Osteogenic differentiation diminishes with increasing age. (A) Representative pictures of alkaline phosphatase (ALP) staining (20× magnification). (B, C) Messenger RNA (mRNA) expression levels of osteogenic differentiation-related genes (ALP, RUNX2, BMP2, OCN, and OPN) were determined in human adipose-derived mesenchymal stem cells (hASCs) over the course of osteogenic differentiation by qRT-PCR. hASCs from aged donors had a diminished response to osteogenic inducers relative to that of young donors. (D) Alizarin Red S staining was used to visualize mineralization.
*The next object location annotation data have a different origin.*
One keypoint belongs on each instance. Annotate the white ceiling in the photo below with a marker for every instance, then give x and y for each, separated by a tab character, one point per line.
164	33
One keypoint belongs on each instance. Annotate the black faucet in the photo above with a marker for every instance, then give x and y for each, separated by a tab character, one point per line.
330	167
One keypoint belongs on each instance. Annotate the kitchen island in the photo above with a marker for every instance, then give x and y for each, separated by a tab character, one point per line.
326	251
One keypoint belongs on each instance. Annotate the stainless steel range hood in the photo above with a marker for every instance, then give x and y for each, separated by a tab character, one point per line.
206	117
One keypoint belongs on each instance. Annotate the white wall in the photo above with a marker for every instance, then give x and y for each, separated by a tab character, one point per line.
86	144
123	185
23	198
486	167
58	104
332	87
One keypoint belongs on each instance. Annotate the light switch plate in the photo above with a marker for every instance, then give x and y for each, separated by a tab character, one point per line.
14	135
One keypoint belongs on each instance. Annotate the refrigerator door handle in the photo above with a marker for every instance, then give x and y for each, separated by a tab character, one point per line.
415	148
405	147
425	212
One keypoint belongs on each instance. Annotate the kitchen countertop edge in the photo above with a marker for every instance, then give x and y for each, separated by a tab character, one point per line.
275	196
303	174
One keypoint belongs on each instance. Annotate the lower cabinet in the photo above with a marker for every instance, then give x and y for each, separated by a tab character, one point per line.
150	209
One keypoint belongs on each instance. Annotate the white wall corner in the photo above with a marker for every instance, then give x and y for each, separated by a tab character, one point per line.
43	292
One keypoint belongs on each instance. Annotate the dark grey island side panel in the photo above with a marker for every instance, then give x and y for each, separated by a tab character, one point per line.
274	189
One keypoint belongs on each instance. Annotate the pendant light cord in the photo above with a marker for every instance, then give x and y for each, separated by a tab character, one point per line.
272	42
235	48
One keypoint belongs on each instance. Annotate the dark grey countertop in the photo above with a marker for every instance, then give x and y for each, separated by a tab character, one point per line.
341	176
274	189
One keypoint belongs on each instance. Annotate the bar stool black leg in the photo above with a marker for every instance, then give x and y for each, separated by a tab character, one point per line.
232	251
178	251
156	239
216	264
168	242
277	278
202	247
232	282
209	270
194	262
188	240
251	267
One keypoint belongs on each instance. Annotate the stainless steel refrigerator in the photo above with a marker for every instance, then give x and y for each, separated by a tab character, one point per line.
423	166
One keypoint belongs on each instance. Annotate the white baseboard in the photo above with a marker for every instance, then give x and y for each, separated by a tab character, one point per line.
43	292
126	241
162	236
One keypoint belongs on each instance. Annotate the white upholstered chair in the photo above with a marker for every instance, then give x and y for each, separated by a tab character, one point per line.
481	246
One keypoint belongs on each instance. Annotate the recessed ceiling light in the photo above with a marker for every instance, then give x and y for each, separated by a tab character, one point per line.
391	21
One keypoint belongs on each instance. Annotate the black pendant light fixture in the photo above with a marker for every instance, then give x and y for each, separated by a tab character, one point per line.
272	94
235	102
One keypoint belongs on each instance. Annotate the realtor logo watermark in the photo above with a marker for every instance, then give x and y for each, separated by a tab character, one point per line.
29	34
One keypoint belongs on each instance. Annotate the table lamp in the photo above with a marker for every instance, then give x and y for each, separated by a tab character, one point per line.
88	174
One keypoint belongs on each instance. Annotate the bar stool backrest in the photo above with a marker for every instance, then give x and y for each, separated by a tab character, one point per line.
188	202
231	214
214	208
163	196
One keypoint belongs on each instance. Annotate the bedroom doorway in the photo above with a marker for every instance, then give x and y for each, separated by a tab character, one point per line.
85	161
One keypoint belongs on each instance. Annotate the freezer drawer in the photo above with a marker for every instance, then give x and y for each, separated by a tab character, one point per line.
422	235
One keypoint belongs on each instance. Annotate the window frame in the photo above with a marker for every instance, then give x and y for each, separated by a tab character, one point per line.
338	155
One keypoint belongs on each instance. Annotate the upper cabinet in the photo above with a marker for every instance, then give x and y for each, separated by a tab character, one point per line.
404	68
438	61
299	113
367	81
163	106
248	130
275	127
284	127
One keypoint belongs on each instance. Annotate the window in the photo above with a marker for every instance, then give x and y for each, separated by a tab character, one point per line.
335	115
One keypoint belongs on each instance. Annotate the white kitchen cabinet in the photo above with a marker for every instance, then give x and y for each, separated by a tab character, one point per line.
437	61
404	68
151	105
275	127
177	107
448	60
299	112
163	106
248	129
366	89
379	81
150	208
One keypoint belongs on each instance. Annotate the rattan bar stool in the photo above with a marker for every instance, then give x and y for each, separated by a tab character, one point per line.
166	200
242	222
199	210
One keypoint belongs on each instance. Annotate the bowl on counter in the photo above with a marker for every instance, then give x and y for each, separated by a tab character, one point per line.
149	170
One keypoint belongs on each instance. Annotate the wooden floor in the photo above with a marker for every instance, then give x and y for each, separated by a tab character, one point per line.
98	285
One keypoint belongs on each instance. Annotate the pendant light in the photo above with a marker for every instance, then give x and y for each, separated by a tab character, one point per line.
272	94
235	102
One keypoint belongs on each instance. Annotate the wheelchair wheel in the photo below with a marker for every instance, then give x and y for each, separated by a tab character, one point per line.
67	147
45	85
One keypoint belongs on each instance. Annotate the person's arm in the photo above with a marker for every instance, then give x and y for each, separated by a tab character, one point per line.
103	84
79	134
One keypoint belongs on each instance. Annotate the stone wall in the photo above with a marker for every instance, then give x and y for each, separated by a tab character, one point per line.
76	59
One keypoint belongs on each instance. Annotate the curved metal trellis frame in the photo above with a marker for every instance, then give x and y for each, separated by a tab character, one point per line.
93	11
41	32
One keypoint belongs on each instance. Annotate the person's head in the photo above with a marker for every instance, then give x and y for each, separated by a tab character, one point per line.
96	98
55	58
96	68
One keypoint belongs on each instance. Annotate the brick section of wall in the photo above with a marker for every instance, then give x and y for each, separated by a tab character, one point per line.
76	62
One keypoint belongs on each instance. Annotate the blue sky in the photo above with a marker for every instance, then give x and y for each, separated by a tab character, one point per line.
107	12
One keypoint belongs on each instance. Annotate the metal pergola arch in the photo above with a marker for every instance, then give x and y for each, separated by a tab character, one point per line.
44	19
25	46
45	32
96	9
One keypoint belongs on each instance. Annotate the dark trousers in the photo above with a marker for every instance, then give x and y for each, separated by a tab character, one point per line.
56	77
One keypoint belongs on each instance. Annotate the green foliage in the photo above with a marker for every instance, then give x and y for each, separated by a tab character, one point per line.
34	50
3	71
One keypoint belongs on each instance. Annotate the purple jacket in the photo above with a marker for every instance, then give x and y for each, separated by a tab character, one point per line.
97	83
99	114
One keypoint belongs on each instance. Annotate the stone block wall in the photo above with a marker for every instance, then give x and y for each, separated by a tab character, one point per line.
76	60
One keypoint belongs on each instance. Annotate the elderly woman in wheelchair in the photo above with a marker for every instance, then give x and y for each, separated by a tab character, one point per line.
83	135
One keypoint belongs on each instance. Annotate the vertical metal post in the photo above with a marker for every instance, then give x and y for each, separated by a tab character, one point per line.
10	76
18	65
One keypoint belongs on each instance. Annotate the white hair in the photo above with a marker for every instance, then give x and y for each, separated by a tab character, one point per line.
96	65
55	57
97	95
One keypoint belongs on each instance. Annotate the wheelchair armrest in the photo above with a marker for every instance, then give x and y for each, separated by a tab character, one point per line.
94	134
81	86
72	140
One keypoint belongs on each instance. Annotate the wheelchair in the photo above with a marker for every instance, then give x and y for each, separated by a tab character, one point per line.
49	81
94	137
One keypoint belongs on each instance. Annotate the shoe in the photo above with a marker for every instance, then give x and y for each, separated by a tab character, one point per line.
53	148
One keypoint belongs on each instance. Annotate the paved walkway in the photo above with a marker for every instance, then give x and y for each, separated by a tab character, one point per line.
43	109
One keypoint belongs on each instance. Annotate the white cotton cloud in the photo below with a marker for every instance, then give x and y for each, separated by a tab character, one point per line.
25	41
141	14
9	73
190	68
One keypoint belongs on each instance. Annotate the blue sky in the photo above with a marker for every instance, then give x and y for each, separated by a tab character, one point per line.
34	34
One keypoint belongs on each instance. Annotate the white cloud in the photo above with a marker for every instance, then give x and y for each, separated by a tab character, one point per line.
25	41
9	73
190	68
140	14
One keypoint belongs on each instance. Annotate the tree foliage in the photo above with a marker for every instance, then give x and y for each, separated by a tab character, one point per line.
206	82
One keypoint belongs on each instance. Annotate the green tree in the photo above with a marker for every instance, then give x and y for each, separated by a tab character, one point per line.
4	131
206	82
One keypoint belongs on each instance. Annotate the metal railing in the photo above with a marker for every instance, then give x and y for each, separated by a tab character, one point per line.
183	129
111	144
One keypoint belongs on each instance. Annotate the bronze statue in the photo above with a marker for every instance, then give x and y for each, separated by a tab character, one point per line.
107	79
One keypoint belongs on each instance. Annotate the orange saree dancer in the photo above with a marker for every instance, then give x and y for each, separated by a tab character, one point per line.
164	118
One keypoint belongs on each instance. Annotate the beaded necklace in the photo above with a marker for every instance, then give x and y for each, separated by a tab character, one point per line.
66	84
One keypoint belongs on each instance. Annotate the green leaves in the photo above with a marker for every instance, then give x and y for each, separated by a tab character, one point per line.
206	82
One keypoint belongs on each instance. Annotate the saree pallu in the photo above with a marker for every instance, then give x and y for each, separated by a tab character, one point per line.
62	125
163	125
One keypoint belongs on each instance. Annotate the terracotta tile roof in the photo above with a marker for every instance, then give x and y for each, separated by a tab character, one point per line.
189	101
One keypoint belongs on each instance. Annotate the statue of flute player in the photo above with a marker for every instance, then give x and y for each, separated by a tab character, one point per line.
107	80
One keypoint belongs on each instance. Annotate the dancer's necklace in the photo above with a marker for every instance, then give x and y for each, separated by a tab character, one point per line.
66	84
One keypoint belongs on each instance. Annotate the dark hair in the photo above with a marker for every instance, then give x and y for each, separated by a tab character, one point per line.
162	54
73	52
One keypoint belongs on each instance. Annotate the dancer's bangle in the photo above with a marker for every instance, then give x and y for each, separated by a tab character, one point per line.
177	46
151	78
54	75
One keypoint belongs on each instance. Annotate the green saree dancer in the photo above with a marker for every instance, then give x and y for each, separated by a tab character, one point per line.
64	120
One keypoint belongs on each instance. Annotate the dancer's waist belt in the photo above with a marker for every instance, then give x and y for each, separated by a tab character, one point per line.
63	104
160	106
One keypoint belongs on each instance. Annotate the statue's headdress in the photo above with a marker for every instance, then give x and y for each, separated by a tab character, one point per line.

Representative images were shown from 3 separate experiments. (E) Quantitative analysis of Alizarin Red S staining in hASCs cultures at day 14 after osteogenic induction revealed a significant decrease in matrix calcification in the elderly group compared to younger donors. All tests were performed in triplicate, and the data are expressed as the mean ± standard error of mean (SEM). *P < 0.05.

Fig. 6.

Cell scratch test and transwell assay were used to examine the migration ability of human adipose-derived mesenchymal stem cells (hASCs). (A) Images from the scratch wound migration assay. Healing due to the cellular migration of hASCs was observed over a period of 6 and 24 h following scratch wounding. (B) Quantitative data from the cell scratch healing assay were shown. The migration ability of hASCs in the elderly group was decreased significantly at 6, 12, and 24 h compared to that of the child group. (C) Representative images of cell migration using a transwell assay. (D) Quantitative analysis of cell migration using the transwell assay. The number of migratory cells of the elderly group was reduced compared to that of the child group (within 6 h). (E) The messenger RNA (mRNA) expression levels of chemokine receptors CXCR4 and CXCR7 were decreased in the elderly group. All tests were performed in triplicate, and the data are expressed as the mean ± standard error of mean (SEM). *P < 0.05.